This month marks 10 years since Oregon passed Measure 91, which created our Adult Use cannabis program. Since then, the state has grown, sold, taxed and consumed a tremendous amount of cannabis (including edibles, vaporizers and other canna products.)

While there are valid arguments that in doing so the state decimated its long-running Oregon Medical Marijuana Program, the benefits from Adult Use have been multifold. Most would agree we are better off now than we were 10 years ago, be it the taxes raised, the jobs created, the relief offered, or the fears of prosecution alleviated.

In 2014, only Washington state, Colorado, Oregon and the District of Columbia had Adult Use programs. By 2024, 24 states, two territories, and D.C have such programs. Voting on establishing Adult Use programs just concluded in Florida, Nebraska, North and South Dakota. A Gallup poll in 2023 found approximately 70% of Americans favor cannabis legalization, the highest it’s ever been since Gallup began asking the question in 1969.
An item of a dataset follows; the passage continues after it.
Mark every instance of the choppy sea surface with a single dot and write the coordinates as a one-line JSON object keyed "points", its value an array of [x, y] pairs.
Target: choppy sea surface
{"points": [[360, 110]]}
Credit: Aphiwat Chuangchoem @ Pexels

But problems remain in states which have established Adult Use, including Oregon. Granted, many issues could be solved through re/descheduling cannabis at the federal level. But each state seems to have struggles with its own program.

In September, I wrote about the growing pains experienced in New York. New York City in particular has been playing whack-a-mole with more unlicensed dispensaries (3,000+) than Oregon has licensed dispensaries statewide (824).

In May, its “Padlock To Protect” program began, shuttering 1,200 illegal dispensaries through October. (One unlicensed dispensary was even fined a staggering $9.5 million for refusing to cease operating despite warnings going back to June 2023.)

But a Queens judge ruled late last month that New York City’s efforts were unconstitutional, moving the City to file an emergency appeal. But per the Associated Press, the plaintiff’s attorney Lance Lazzaro, “predicted the ruling would allow every store that has been shut down to reopen and sue for damages, including for lost business and reputational harm.” Larazzo is not a newcomer to the idea, having filed a class action suit back in June 2024 on behalf of over two dozen dispensaries that had been shut down by the city.

A recent study determines no more than 15% of cannabis sales are done through the state’s 222 licensed dispensaries, which could expand to over 1,000 if the illegal shops were shut down.

On the other side of the country, California continues its own battles against unlicensed sales, which one study estimates accounts for more than half of the state’s cannabis sales. That isn’t welcome news to the licensed industry, who found 2024 to be another bruising one at best. The SF Gate ran a story in June saying, “Overall sales have been falling for the past two years. The number of legal cannabis growers and brands has decreased by more than 70% since legalization first went into effect…. companies owe the state more than $730 million in back taxes, money that California likely will never see as most of those companies have already foldedemployment in the legal industry is also falling…and Michigan has surpassed Cali as the nation’s largest legal marketplace.”

Here at home, things look brighter on some fronts, while also confirming long-held suspicions about inflated potency claims.

Thanks to ideal grow conditions, and a reduction in wildfires, the sun-grown harvest for 2024 is being deemed a “huge improvement” over recent years. This should result in a greater variety and lower prices for consumers.

The less-happy news is that the state is considering pulling the licenses of three cannabis testing labs that were caught boosting the THC content of submitted flower samples, while another four face suspension or fines. The Portland Business Journal reports that in one case, “…Lab employees ‘added a cannabinoid concentrate, kief, to the samples taken for testing…”

This may just be the start, as the Journal continues that an attorney for one of the labs states, “They’re going after the labs, then the employees involved, then all the producers and wholesalers who are implicated… you saw the first wave, but you’re going to see more.”

Once again: Chasing THC numbers in flowers is for fools.